Getting Started Misconception/Error

The student relies on computation alone and cannot use patterns to find the missing numbers in the multiplication table.

Examples of Student Work at this Level

The student attempts to determine the missing numbers but uses multiplication instead of recognizing a pattern within the table. For example, the student uses direct modeling to find the product of the factors along the first row and column. The student may make computational errors and does not correct with teacher prompting.

Questions Eliciting Thinking

Can you multiply these numbers again for me? Point to row three and column three and ask the student to tell you what he or she notices about the numbers in each.

Instructional Implications

Give the student the MFAS task Adding Odds and Evens (3.OA.4.9). Have the student analyze addition and multiplication tables to find arithmetic patterns.

Moving Forward Misconception/Error

The student is reluctant to see patterns within the multiplication table.

Examples of Student Work at this Level

The student correctly determines all of the missing numbers but skip counts to determine the numbers instead of using a pattern despite prompting from the teacher.

Questions Eliciting Thinking

Point to the column four and the row four, and ask the student to explain what he or she notices about the numbers in each. Then, ask the student if he or she can find a pattern that could help in finding the missing numbers.

Instructional Implications

Describe some arithmetic patterns in the multiplication table and challenge the student to find others. Have the student practice finding and describing arithmetic patterns in an addition table.

Almost There Misconception/Error

The student struggles to explain his or her observations.

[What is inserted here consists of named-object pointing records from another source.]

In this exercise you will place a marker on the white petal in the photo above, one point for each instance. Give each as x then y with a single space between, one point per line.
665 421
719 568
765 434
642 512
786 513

Examples of Student Work at this Level

The student correctly determines all of the missing numbers in the table, and it is evident through teacher observation that the student used patterns in the multiplication table to determine the missing numbers. However, the student has trouble describing the patterns and explaining how he or she used them to find the missing numbers.

Questions Eliciting Thinking

Another student had to draw a picture and multiply to determine each missing number. Is there an easier and faster way to determine the missing numbers?

Instructional Implications

Model for the student how to determine and describe patterns within multiplication tables. Provide opportunities for the student to explain his or her thinking to peers.

Got It Misconception/Error

The student provides complete and correct responses to all components of the task.

Examples of Student Work at this Level

The student correctly finds all of the numbers using a pattern and explains that if you know 2 x 7 you also know 7 x 2. He or she may refer to the Commutative Property of multiplication.

Questions Eliciting Thinking

Are there any other patterns you notice within the multiplication table? Why do you think there are patterns found within the multiplication table? Do you think this would also be true for division?

Instructional Implications

Have the student complete the MFAS task Decomposing Into Equal Addends (3.OA.4.9). Challenge the student to explore and explain why the digits of the multiples of nine always sum to nine.